In this embodiment, it is necessary to collect the three primary color information of red, green, and blue of the face image to be recognized by using the image software, and record the collected three primary color information.
And S22, performing gray level calculation based on the three primary color information of the face image to be recognized to obtain the gray level information of the face to be recognized.
And S23, setting the face image to be recognized by using the face gray scale information to be recognized to obtain a face gray scale image to be recognized.
In this embodiment, information values of three primary colors are obtained through image software, a gray level information value of a face to be recognized, which needs to be set, is obtained through an average value method, and simultaneously, the information values of the three primary colors are set as the gray level information value of the face to be recognized through the image software, so as to obtain a gray level image. For example: the formula of the average method is:
C=(R+B+G)/3;
the method comprises the steps of obtaining a gray level information value to be set, obtaining a red information value in a face image to be recognized, obtaining a blue information value in the face image to be recognized, obtaining a green information value in the face image to be recognized, and obtaining a gray level information value in the face image to be recognized.

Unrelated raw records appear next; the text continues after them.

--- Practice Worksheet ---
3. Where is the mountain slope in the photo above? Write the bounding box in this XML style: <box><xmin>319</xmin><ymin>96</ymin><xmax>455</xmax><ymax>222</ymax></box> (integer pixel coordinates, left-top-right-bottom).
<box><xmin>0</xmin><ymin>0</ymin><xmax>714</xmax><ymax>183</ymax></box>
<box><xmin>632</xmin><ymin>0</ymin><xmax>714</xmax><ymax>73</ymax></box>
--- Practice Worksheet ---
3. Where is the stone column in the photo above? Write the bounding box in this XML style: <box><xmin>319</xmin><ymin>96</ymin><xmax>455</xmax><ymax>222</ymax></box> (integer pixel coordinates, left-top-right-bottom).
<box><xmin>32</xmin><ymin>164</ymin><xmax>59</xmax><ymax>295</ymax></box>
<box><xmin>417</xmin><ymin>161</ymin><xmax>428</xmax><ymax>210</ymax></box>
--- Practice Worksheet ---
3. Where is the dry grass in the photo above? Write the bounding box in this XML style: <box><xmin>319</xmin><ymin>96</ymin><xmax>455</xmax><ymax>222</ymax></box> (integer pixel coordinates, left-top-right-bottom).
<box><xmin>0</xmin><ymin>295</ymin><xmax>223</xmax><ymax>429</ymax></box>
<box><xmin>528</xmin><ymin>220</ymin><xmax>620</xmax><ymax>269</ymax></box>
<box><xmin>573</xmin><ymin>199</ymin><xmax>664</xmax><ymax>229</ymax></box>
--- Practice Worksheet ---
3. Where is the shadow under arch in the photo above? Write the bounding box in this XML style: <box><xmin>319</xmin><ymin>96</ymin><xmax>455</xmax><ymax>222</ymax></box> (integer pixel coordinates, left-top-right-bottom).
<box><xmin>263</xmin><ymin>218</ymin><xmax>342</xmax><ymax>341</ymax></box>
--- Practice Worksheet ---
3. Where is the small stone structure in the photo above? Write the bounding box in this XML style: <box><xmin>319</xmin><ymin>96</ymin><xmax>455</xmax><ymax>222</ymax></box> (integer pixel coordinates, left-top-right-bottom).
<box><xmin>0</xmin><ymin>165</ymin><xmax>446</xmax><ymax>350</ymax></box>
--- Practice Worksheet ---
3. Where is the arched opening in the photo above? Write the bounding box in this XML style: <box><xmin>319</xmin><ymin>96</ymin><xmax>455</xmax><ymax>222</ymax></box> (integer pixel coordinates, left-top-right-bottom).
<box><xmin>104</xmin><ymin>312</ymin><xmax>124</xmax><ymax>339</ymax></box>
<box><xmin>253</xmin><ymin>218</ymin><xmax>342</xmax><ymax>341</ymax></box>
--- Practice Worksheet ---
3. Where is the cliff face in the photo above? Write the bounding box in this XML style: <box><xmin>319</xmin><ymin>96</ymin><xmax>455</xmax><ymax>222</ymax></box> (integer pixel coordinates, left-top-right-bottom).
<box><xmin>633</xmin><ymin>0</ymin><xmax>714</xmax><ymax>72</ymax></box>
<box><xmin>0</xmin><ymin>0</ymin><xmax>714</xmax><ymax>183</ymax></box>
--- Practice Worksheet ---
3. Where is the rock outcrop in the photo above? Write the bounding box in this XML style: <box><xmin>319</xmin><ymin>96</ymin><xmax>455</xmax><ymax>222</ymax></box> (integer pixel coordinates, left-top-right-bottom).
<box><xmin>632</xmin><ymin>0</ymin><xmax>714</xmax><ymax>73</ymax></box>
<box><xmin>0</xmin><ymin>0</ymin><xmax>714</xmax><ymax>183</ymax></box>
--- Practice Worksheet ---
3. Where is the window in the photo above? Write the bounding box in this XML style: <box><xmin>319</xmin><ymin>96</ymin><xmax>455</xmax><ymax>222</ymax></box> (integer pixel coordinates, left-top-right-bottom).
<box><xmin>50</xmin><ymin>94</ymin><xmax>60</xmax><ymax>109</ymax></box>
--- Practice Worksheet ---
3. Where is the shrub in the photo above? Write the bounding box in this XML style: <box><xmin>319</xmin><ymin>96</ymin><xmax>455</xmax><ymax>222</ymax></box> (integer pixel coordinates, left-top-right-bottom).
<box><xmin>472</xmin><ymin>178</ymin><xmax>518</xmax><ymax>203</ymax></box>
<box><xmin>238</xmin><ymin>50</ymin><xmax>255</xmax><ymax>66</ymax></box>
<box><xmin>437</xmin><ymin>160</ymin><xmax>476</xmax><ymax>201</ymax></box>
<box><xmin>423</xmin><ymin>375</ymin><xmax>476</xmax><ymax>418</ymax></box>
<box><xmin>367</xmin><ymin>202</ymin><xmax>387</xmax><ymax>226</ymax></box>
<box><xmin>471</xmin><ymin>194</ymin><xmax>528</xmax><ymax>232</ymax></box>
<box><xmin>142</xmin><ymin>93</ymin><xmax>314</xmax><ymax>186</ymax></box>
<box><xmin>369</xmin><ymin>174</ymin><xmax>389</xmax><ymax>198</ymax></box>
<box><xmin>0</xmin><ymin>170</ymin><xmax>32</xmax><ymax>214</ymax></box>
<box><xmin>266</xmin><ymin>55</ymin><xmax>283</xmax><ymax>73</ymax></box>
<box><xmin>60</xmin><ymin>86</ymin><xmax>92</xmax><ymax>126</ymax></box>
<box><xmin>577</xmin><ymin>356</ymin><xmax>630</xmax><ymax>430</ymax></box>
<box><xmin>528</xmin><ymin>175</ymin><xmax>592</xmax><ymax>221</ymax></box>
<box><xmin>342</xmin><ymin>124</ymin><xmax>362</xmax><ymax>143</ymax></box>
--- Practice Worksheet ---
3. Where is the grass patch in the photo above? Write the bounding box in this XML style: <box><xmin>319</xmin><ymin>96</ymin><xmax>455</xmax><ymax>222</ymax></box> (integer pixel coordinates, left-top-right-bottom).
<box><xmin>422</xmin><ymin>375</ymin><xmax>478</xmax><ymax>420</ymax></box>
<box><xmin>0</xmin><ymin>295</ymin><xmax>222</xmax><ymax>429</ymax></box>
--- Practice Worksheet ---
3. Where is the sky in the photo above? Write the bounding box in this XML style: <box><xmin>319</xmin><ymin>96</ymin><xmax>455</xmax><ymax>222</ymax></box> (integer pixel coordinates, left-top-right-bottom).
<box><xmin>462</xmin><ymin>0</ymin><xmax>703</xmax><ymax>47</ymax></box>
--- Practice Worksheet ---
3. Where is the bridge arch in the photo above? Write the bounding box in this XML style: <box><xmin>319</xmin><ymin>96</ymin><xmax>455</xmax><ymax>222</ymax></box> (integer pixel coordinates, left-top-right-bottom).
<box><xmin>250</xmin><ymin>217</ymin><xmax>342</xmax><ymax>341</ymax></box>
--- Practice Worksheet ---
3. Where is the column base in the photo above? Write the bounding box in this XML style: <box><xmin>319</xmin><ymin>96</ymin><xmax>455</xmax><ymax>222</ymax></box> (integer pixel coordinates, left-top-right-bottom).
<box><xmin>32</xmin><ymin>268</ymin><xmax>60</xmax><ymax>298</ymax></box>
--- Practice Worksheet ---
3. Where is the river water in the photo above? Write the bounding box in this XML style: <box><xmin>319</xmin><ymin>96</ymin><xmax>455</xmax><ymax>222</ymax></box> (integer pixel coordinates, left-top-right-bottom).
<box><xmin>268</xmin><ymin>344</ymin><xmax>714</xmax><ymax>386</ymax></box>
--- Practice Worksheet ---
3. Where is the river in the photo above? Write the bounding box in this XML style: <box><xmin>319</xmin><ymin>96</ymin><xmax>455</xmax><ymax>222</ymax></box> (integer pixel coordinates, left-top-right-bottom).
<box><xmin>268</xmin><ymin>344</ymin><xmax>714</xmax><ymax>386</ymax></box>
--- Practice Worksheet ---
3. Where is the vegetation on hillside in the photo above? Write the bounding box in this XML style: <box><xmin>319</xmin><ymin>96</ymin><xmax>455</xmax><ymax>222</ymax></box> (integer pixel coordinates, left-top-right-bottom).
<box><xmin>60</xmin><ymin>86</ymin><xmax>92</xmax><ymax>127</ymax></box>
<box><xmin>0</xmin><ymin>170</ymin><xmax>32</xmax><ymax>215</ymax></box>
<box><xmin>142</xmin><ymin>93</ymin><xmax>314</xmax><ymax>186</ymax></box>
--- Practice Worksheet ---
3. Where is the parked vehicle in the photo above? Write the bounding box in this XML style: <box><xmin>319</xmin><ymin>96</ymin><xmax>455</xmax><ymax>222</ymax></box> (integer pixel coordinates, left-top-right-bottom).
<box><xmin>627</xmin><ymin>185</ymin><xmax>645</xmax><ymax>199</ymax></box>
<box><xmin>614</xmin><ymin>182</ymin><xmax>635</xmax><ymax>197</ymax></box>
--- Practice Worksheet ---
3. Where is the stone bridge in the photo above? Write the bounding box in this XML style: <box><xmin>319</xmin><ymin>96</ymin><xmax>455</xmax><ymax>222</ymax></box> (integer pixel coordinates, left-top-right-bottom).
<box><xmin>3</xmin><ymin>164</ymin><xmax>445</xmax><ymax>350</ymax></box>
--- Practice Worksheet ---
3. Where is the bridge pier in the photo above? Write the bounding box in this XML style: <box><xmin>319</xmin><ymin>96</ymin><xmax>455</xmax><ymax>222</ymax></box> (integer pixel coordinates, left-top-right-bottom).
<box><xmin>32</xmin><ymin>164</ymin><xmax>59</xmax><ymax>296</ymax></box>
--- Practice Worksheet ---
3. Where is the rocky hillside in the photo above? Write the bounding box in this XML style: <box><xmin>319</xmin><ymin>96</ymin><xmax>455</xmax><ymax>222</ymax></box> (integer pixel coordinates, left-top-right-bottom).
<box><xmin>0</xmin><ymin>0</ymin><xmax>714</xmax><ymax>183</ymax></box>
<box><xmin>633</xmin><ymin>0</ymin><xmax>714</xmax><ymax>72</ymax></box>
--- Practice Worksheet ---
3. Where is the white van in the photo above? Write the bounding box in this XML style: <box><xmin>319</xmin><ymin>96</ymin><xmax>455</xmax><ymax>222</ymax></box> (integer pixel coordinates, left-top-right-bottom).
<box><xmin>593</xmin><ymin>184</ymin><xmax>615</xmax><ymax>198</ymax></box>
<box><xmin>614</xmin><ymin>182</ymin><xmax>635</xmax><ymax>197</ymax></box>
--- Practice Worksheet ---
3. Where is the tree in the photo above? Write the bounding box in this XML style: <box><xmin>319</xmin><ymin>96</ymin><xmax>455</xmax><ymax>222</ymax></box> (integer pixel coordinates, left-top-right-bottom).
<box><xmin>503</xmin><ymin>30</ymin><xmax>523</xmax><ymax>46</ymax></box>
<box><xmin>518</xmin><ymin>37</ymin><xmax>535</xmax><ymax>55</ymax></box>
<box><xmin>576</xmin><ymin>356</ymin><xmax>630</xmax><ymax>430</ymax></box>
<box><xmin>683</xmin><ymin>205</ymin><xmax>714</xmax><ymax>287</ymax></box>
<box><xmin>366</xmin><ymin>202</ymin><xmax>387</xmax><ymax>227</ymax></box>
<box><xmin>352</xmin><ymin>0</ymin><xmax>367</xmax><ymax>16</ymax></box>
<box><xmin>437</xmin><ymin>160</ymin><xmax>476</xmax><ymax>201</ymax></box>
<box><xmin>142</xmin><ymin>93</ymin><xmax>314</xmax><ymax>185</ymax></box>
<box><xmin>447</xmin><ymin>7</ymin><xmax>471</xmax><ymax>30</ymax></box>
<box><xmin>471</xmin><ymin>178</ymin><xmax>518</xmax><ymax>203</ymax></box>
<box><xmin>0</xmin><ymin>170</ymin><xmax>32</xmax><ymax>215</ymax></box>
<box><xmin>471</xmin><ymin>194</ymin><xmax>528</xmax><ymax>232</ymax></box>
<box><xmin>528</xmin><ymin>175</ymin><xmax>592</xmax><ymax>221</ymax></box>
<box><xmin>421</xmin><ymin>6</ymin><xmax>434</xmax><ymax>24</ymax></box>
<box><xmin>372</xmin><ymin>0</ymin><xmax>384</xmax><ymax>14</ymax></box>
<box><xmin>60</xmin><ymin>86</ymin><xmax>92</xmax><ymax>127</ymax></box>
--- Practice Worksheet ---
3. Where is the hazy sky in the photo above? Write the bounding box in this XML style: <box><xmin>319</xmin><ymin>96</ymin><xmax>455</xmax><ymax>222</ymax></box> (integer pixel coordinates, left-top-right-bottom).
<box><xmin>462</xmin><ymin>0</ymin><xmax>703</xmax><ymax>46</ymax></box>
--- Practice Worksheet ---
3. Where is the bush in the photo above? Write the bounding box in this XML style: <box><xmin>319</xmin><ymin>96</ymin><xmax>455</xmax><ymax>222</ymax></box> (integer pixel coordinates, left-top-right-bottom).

And when the C value is obtained, setting the three primary colors as the C value one by using image software, and obtaining the gray image of the face image to be recognized.
Optionally, when the gray-scale value is adjusted, the adjustment may also be performed according to the brightness characteristic of the light.
In this embodiment, the image graying processing is performed on the face image to be recognized, so as to obtain a better edge contour of a single face in the face image, thereby further improving the accuracy of facial expression recognition.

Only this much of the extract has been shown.